Com 40 anos de carreira, José Neto é um dos maiores guitarristas da história, mesmo com os brasileiros o conhecendo tão pouco. Ele não somente da banda, mas também diretor musical de Harry Belafonte, fez carreira na Fourth World com Airto Moreira e a 18 anos é guitarrista do lendário Steve Winwood. Sua carreira proporcionou não só momentos brilhantes artisticamente falando, mas também de passar de geração a geração, como quando Paul McCartney o assistiu na primeira fila e receber elogio do Beatle, ou quando o mesmo Paul adquiriu um CD de sua banda, principalmente quando teve a oportunidade de fazer jam, conversar sobre diversos assuntos e no final ter uma foto com George Harrison.

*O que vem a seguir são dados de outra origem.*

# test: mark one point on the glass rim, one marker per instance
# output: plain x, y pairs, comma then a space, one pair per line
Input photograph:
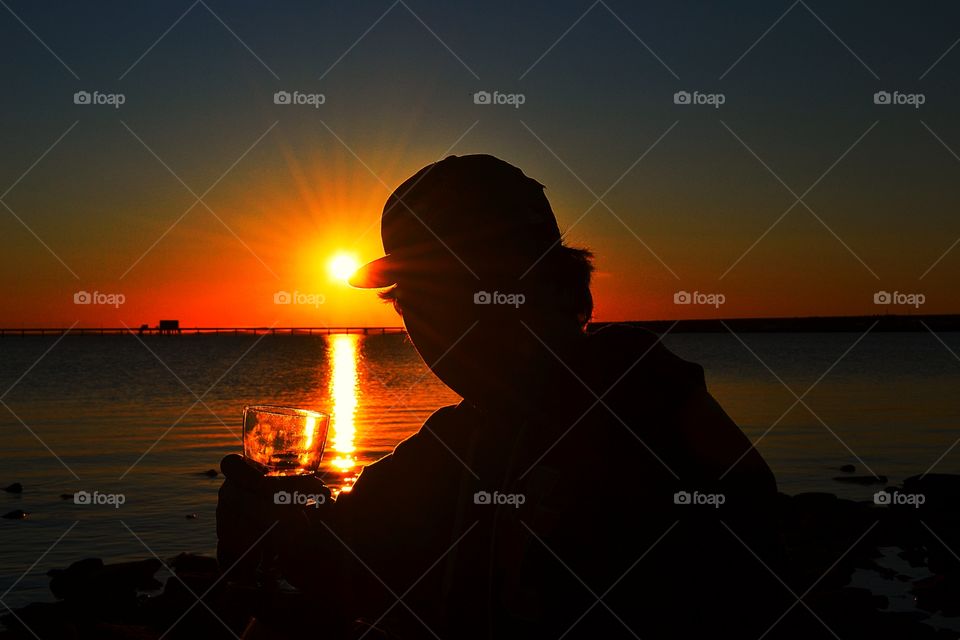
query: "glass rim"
281, 410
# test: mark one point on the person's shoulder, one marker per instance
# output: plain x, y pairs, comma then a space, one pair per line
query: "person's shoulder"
447, 427
639, 354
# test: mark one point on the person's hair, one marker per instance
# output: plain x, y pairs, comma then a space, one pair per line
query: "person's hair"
561, 280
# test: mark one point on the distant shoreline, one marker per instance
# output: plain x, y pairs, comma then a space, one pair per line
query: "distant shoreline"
809, 324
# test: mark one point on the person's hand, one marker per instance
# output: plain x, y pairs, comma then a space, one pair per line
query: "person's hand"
254, 510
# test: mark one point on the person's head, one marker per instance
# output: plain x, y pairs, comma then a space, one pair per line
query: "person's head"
477, 267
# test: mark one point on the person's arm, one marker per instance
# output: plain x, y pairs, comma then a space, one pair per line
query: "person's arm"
722, 451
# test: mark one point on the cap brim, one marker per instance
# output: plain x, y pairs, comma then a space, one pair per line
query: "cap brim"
377, 274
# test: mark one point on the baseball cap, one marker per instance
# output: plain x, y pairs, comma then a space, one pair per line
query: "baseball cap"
478, 210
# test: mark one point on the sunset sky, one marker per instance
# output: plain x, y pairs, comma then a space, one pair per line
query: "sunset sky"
93, 199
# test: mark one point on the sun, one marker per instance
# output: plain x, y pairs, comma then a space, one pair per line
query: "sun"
342, 266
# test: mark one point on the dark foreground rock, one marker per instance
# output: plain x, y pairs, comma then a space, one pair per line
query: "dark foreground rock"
826, 540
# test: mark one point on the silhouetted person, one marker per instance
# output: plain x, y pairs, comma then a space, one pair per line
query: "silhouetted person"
554, 498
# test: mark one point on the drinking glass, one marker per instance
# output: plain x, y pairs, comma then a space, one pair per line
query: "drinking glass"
285, 441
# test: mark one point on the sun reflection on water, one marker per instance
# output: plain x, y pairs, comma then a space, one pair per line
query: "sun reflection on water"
343, 392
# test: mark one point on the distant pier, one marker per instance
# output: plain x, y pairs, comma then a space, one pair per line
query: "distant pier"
181, 331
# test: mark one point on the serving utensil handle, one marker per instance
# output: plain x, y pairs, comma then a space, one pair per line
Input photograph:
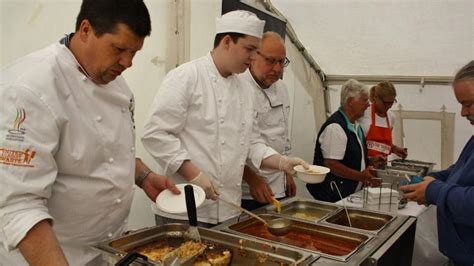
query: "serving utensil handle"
190, 205
244, 210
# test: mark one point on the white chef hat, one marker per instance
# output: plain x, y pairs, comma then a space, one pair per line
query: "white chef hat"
240, 21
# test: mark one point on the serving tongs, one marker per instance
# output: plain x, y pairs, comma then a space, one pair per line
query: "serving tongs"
278, 227
192, 233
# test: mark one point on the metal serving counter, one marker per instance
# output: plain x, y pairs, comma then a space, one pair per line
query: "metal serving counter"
320, 235
381, 239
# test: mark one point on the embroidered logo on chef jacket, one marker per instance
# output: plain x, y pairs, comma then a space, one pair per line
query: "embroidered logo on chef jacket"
17, 158
131, 108
17, 132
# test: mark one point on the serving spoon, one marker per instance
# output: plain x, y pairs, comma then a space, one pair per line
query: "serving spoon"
277, 227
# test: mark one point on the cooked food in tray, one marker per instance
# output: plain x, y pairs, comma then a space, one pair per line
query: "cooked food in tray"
316, 242
208, 253
157, 250
219, 258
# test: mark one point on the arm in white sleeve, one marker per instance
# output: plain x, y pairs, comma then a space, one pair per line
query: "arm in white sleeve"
27, 164
167, 119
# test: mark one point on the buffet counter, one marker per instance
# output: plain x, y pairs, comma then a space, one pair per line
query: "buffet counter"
320, 235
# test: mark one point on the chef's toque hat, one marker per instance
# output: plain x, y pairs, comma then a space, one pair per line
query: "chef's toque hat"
240, 21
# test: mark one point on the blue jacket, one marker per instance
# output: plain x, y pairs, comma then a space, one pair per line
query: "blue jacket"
352, 159
453, 193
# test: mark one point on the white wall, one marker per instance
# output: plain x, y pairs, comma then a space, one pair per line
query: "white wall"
369, 37
410, 37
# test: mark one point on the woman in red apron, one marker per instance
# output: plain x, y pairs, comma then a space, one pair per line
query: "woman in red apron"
379, 137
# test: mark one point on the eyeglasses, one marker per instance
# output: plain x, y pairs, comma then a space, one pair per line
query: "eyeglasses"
272, 61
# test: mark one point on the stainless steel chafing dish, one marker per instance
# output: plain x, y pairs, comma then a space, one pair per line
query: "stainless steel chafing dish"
324, 240
372, 222
414, 164
308, 210
245, 251
391, 243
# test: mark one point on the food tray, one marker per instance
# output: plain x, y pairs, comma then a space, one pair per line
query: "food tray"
304, 209
245, 251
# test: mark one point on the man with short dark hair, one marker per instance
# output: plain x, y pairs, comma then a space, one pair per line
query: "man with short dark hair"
273, 108
452, 190
67, 158
201, 128
341, 146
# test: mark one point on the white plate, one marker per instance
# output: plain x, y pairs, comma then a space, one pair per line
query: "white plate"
172, 203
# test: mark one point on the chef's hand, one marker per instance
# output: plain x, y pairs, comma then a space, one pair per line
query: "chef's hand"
287, 163
378, 161
205, 182
259, 189
154, 184
416, 192
400, 152
290, 186
369, 178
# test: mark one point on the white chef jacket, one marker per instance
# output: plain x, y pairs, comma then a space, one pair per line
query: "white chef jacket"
366, 120
273, 109
199, 115
67, 153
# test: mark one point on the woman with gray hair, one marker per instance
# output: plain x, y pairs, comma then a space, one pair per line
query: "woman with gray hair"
377, 123
341, 146
452, 190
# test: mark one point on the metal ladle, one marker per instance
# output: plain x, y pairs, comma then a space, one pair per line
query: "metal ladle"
277, 227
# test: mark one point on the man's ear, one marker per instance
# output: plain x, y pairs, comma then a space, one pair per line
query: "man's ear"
225, 42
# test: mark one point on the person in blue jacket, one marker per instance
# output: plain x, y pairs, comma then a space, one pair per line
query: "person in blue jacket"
452, 190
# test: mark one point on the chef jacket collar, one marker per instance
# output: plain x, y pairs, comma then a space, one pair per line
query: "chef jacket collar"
66, 40
351, 126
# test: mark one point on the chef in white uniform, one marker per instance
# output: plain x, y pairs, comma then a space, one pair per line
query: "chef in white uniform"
67, 141
273, 108
202, 126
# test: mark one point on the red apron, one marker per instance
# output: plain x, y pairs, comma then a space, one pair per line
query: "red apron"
379, 139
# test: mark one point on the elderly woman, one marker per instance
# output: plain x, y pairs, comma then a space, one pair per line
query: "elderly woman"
377, 122
341, 146
452, 190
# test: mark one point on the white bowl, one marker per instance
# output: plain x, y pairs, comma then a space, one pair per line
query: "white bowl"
315, 174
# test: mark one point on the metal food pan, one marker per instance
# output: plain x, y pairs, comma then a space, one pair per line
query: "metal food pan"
394, 174
326, 241
305, 209
245, 251
369, 221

Sobre essas histórias, carreira e o documentário "The Man Behind The Guitar", que será lançado ano que vem, mas ja tem trailer divulgado, tudo pode ser lido/assistido/ouvido nessa entrevista exclusiva.



Bom, primeiramente quero dar parabéns pelo seu trabalho. Eu, como muitos brasileiros, não conhecem ele. Fui conhecer pelo convite de ver o documentário e a sinopse me chamou muito a atenção.

Fiquei feliz que você veio, valoriza mais ainda a entrevista e também tem ideia de quem eu sou.

Você, Airto Moreira e Flora Purim (eu mesmo não reconheci que o Airto estava do meu lado na pré-estreia do filme, só notei após pesquisar mais para a entrevista) são alguns dos artistas que fora tem um destaque e aqui passa despercebido, você mesmo deve passar pela rua e a galera nem conhece... O que você acha sobre isso de não serem notados no seu próprio país e serem conhecidos no resto do mundo?


A minha geração dos anos 70, principalmente de São Paulo, que nessa época era forte na música instrumental (enquanto o Rio era ligado a Samba e Bossa Nova) entramos no instrumental também, Hermeto Pascoal estava em São Paulo e a Flora a gente ouvia direto, ela tava em contrato com a Warner e em cada vinil o pessoal que tocava com ela incrível... Era George Duke, Stanley Clarke... músicos incríveis e a percussão era do Airto, todo mundo gravou com ele, artistas como Milton Nascimento... elas eram muito fortes, mas ai vai mudando as fases musicais, gerações vão mudando.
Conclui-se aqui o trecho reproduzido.